Comparison with #define

A constexpr is type-safe replacement for #define based compile-time expressions. With constexpr the compile-time evaluated expression is replaced with the result. For example:

int main()
{
   constexpr int N = 10 + 2;
   cout << N;
}

will produce the following code:

cout << 12;

A pre-processor based compile-time macro would be different. Consider:

#define N 10 + 2

int main()
{
    cout << N;
}

will produce:

cout << 10 + 2;

which will obviously be converted to cout << 10 + 2;. However, the compiler would have to do more work. Also, it creates a problem if not used correctly.

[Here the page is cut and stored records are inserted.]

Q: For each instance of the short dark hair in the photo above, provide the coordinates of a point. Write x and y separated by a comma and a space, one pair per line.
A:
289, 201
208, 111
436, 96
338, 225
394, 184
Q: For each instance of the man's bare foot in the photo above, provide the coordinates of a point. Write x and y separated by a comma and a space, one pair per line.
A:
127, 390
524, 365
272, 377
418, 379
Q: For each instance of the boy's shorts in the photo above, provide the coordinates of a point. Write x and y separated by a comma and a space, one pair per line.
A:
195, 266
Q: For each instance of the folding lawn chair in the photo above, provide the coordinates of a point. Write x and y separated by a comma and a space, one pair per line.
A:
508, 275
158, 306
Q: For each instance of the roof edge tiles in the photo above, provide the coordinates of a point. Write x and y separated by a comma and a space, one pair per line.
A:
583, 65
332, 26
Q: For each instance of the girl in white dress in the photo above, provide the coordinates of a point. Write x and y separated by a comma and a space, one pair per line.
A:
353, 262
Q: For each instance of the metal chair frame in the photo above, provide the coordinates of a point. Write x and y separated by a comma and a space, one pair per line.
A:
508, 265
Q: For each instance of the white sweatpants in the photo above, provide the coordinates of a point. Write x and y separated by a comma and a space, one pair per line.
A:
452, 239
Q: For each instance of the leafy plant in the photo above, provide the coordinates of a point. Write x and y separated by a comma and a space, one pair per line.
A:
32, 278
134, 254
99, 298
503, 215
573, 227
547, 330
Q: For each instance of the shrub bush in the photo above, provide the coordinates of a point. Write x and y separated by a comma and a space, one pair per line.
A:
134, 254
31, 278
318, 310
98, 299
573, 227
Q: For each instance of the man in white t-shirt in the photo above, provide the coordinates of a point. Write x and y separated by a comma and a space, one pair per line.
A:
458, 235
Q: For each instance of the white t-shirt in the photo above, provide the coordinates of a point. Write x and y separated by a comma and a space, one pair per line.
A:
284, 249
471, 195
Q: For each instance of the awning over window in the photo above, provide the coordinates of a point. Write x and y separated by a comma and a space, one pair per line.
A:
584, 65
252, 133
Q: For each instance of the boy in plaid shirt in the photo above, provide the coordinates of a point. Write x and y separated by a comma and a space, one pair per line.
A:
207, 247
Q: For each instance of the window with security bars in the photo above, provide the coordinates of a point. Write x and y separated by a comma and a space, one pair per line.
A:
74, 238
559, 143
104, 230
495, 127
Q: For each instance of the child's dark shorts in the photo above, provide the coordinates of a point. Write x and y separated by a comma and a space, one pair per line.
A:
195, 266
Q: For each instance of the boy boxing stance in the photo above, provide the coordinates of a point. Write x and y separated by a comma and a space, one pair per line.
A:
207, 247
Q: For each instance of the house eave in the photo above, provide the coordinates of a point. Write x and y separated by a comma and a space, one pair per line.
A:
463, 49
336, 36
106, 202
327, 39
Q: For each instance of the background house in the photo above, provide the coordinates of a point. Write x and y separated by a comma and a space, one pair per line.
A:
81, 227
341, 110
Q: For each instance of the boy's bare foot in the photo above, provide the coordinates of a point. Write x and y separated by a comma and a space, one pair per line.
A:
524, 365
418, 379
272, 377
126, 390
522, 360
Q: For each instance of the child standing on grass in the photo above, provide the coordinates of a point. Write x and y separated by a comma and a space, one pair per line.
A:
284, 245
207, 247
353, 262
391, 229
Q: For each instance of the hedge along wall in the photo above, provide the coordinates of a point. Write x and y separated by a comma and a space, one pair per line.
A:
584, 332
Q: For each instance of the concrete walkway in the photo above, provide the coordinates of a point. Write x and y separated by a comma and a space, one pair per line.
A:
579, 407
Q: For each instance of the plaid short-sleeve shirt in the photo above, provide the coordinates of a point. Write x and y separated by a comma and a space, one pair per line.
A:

For example (with #define):

cout << N * 2;

forms:

cout << 10 + 2 * 2; // 14

But a pre-evaluated constexpr would correctly give 24.

Comparison with const

A const variable is a variable which needs memory for its storage. A constexpr does not. A constexpr produces compile time constant, which cannot be changed. You may argue that const may also not be changed. But consider:

int main()
{
   const int size1 = 10;
   const int size2 = abs(10);

   int arr_one[size1]; 
   int arr_two[size2]; 
}

With most compilers the second statement will fail (may work with GCC, for example). The size of any array, as you might know, has to be a constant expression (i.e. results in compile-time value). The second variable size2 is assigned some value that is decided at runtime (even though you know it is 10, for the compiler it is not compile-time).